Per-MD overrides: at a lower node you can override an inherited value (for example a different VLAN or LMS-IP) without breaking the shared config above. Override at the lowest node that needs it.

Analogy: company policy at HQ, refined per region, then per office — each level can tweak without rewriting the policy above.

👉 Interview tip: Say "configure shared settings high, override low" — that is the AOS-8 best practice.

In AOS-8, an AP anchors to a specific controller defined by LMS-IP, and that controller both manages and forwards.

In AOS-10, the management plane is in Central and gateways become forwarding-only. APs no longer pin to one box — they anchor to a gateway cluster. Central's Tunnel Orchestrator automatically assigns each AP an active and standby gateway, balancing load and providing redundancy.

• GRE carries the user tunnel between AP and gateway.
• IPsec optionally encrypts that tunnel (mandatory across untrusted/branch links).

Analogy: instead of every AP reporting to one fixed manager, they report to a team (cluster), and a dispatcher (orchestrator) assigns coverage.

👉 Interview tip: Emphasize "cluster + orchestrated tunnels = no manual LMS-IP and automatic failover."

In AOS-8, the MD-to-Conductor relationship runs over an IPsec tunnel, with AMON carrying real-time monitoring/telemetry and SNMP available for management polling — all on-prem, requiring reachability between your own boxes.

In AOS-10, that on-prem control channel is replaced by a single outbound, TLS-encrypted connection to Aruba Central over TCP 443 (a persistent WebSocket-style channel). Devices stream telemetry and pull config through that one cloud connection.

Why the change: outbound 443 traverses firewalls/NAT with no inbound rules, scales to huge fleets without on-prem management hardware, centralizes analytics and updates, and removes the per-site IPsec/AMON/SNMP plumbing.

Analogy: swapping many private leased lines for one secure cloud login.

👉 Interview tip: The keyword is "outbound TLS on 443 to Central" — firewall-friendly and cloud-scalable.

I follow Aruba's Campus Migrate VSG (Validated Solution Guide) path:

1. Audit and onboard: inventory APs/gateways, confirm they support AOS-10, license them into Central, and verify outbound TCP 443 reachability.
2. Decide forwarding per WLAN: map each SSID to Bridge (AP forwards locally to a VLAN), Tunnel (AP GREs to the gateway cluster, like AOS-8 centralized), or Mixed (per-VLAN choice).
3. Build the gateway cluster and let the Tunnel Orchestrator anchor APs.
4. Migrate in waves per site/group, validating roaming, RADIUS, and roles before the next wave.

IAP note: AOS-10 retires the IAP Virtual Controller model — Instant APs move to Central-managed mode (no more VC election), which unlocks the larger AOS-10 cluster scale.

👉 Interview tip: Lead with "per-WLAN forwarding choice (Bridge vs Tunnel) is the key design decision" and migrate in phased waves, not big-bang.

I size a cluster off four numbers: AP count, client count, aggregate throughput, and tunnel count, then pick gateway models whose datasheet limits comfortably exceed peak with N+1 headroom so one node can fail and the rest absorb the load.

AOS-10 scale gains over AOS-8: because gateways are now forwarding-only (Central does management), each gateway can dedicate its resources to devices and tunnels, raising per-cluster capacity.

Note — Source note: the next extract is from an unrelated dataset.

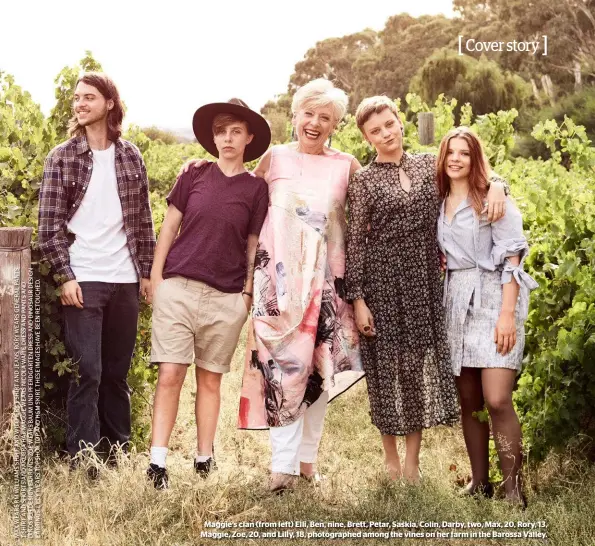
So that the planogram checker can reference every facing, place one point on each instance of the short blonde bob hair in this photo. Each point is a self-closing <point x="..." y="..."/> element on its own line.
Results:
<point x="321" y="92"/>
<point x="373" y="105"/>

On the Instant side specifically, AOS-10's Central-managed clustering lifts the old IAP swarm ceiling roughly 4x — from the legacy ~128-AP Virtual-Controller recommendation toward several hundred APs per cluster (verify exact numbers against the current Aruba datasheet/VSG for your gateway and AP models).

• Always size for N+1 so failover never oversubscribes survivors.
• Spread load with the Tunnel Orchestrator's active/standby assignment.

👉 Interview tip: Quote "AOS-10 raises cluster scale (about 4x on the Instant side) because gateways stopped doing management" and always design N+1.

An SSID profile defines the radio and Layer-2 behaviour of a wireless network — essentially the rules for how a Wi-Fi name is advertised and secured. Think of it as the signboard plus the door lock on a shop: it controls what name people see and how they get in.

• SSID name + broadcast vs hidden: broadcast for easy user joining; hidden suppresses the name in beacons (weak security, mainly for clutter reduction).
• Band / radio: 2.4GHz for range/IoT, 5GHz for capacity, 6GHz for Wi-Fi 6E/7 clean spectrum.
• Security / opmode: WPA3-Personal (SAE) or WPA2-Personal (PSK) for pre-shared keys; WPA3-Enterprise or WPA2-Enterprise with 802.1X for identity; Enhanced-Open (OWE) for encrypted open networks. Note 6GHz mandates WPA3/OWE — legacy WPA2/open are not allowed on that band.
• Data rates: disable low rates (1/2/5.5) to improve airtime efficiency and trim cell size.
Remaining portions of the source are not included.